For some types of display devices, it is necessary to change the way the application behaves. Currently we are investigating ways to allow application to change behavior depending on the type of the device the display is set for.
Input is abstracted through proxies. The proxies provide the application with a uniform interface to all devices. The application developer never directly interacts with the physical devices, or the specific input classes that control them. New devices can quickly be added by deriving a new class to manage the new device. Once this class exists, applications can immediately begin to take advantage of it.
The proxy system gives VR Juggler much of its run-time flexibility. The physical device classes can be moved around, removed, restarted, or replaced without affecting the application. The proxies themselves remain the same, even when the underlying devices are changed.
VjControl offers an easy-to-use interface for reconfiguring, restarting, and replacing devices and displays at run-time. This allows users to interactively reconfigure a VR system while an application is running. The ability to reconfigure at run-time increases the robustness of applications because it allows devices to fail without taking down the entire application.
VR Juggler includes built-in performance monitoring capabilities. These include the ability to accumulate data about time spent by various processes, performance data for the underlying graphics hardware (as available), and measure tracker latency (the time between generation of tracker data and the display of data generated from the tracker data). VjControl can display the performance data at run-time or the performance data can be captured and analyzed later.
The environment manager allows users to dynamically reconfigure the system at run-time in an attempt to optimize performance.
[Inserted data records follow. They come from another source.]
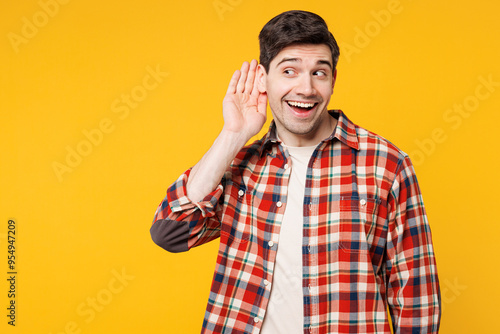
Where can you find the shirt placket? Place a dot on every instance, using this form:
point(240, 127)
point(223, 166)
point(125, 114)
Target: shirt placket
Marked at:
point(311, 281)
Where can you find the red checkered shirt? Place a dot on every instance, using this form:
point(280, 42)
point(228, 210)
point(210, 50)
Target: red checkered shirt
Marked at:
point(366, 240)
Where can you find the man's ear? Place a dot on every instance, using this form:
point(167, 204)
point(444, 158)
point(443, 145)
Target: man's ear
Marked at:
point(261, 79)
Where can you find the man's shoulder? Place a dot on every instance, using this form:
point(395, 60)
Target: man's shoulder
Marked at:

When the user changes the VR system configuration, the performance effects will be immediately visible with the performance monitor.
VR Juggler is portable to all major platforms use for VR development. To maintain portability, all system specific needs (such as threads, shared memory, and synchronization) are encapsulated by abstract classes. The library only uses the abstract, uniform interface. This allows easy porting of the library to other platforms by replacing the system-specific classes derived from the abstract bases. Currently the library has support for SGI, Linux, and Windows NT.
The library allows extension without impacting the rest of the system or applications that have been previously written. Adding new devices of an already supported general type (such as new position inputs, or new displays) is simple and transparent to applications. This is because the library uses generic base class interfaces to interface with all objects in the system.